Чувство юмора у него было превосходное. Вообще, смеялся он много, смущаясь своего смеха и закрывая ладошками лицо. Мне было с ним легко, несмотря на все его капризы. И даже тогда, когда я попросила его спеть что-нибудь исконное, оттуда, с края света, – он не стал ломаться и говорить, что сегодня не в голосе, а просто запел, да так, что я застыла от изумления. Застыла внутренне, потому что была за рулем и пение было направлено мне в затылок. Это был тот необычный двойной звук, одновременное сочетание фальцета с низким гудением: такой звук редко кому доводится слышать вживую. Отсутствие земной середины повергло мои чувства в беспокойство: резкий пронизывающий фальцет заставил волосы шевелиться на голове, а вибрация низких утробных звуков поколебала мою уверенность в моей принадлежности к культурной цивилизации и Homo sapiens.
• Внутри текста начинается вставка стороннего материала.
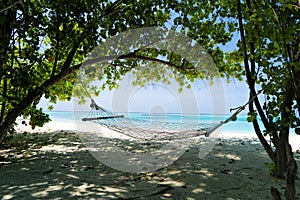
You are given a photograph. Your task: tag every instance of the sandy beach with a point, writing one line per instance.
(53, 163)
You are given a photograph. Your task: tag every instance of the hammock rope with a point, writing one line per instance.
(155, 130)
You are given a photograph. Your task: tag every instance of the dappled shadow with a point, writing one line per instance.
(56, 165)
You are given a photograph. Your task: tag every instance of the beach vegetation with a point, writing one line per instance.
(43, 44)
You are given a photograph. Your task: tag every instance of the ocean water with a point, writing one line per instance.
(239, 126)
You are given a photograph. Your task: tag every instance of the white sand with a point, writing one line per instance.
(56, 165)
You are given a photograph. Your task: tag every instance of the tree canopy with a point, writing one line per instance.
(43, 44)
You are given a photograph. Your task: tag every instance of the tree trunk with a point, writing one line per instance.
(292, 168)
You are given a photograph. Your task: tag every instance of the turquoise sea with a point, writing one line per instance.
(239, 126)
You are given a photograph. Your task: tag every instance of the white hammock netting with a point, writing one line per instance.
(147, 129)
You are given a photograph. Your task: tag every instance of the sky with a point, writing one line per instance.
(202, 98)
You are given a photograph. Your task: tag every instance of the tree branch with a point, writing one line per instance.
(12, 5)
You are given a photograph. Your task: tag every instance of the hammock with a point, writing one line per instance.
(149, 130)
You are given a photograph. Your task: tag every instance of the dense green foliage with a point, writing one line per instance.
(43, 44)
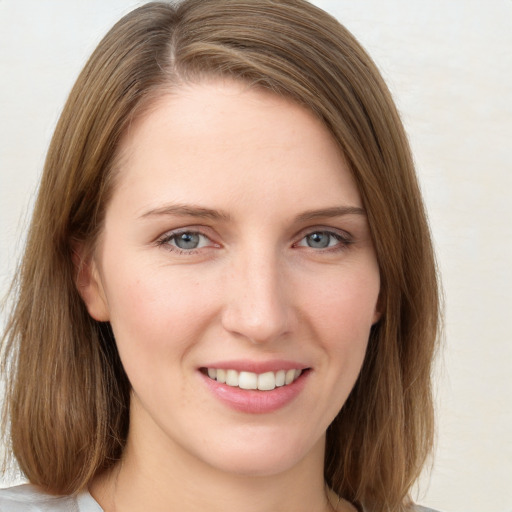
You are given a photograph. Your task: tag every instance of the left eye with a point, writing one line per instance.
(320, 240)
(186, 240)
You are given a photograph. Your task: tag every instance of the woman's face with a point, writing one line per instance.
(235, 247)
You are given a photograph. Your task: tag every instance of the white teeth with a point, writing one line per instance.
(267, 381)
(248, 380)
(232, 378)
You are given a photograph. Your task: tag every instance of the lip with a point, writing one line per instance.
(254, 401)
(242, 365)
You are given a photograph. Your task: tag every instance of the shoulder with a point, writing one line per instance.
(29, 498)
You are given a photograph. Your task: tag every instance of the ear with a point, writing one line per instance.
(379, 309)
(89, 284)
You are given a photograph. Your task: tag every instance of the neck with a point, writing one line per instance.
(150, 477)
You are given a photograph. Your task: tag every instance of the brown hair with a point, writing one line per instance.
(68, 395)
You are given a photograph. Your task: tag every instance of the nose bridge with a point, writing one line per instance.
(257, 306)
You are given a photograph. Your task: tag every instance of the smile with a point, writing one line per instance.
(248, 380)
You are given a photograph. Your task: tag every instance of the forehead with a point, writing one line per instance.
(216, 140)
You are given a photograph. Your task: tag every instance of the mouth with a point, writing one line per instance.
(266, 381)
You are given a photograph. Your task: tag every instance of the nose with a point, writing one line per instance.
(257, 306)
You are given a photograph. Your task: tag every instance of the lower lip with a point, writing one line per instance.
(253, 401)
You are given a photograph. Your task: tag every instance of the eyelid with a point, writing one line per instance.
(164, 239)
(341, 235)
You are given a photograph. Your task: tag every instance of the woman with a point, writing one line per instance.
(228, 296)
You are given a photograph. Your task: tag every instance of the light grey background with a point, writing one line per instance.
(449, 65)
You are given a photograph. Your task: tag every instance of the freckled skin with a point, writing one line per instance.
(255, 287)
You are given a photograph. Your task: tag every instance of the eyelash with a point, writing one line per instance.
(344, 240)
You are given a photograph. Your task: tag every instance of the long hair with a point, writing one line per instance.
(67, 394)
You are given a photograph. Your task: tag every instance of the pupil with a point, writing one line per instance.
(318, 240)
(187, 241)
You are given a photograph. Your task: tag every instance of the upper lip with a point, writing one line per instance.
(243, 365)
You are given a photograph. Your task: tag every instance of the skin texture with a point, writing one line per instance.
(254, 289)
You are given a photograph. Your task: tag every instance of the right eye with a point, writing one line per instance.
(185, 241)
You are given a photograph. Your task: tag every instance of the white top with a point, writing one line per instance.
(28, 498)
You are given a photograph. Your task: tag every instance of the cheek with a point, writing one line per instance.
(155, 311)
(343, 305)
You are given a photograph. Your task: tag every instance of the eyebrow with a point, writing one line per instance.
(335, 211)
(187, 210)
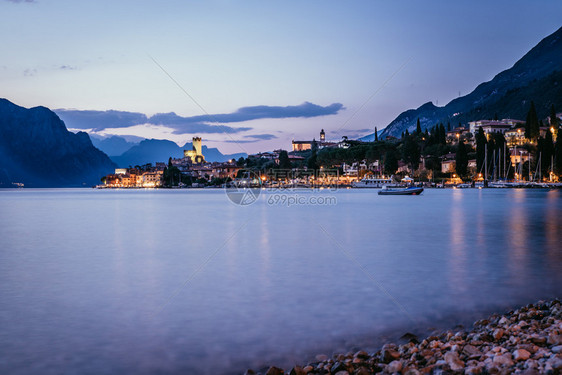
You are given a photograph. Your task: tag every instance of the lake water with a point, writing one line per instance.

Посетили, само собой, Нотр-Дам. Там господин из Якутии обнаружил в чаше воду, уточнил, святая ли она, и, получив утвердительный ответ, стал умывать лицо, шею и уши, сладко пофыркивая, так что все стали оглядываться. Я, отвернувшись, изучала витражи, словно видела их впервые.
Прощаясь в аэропорту, я его поцеловала по-европейски, дважды в щечку – справа, слева. И вдруг он говорит: «Можно мне попрощаться с вами по-нашему?»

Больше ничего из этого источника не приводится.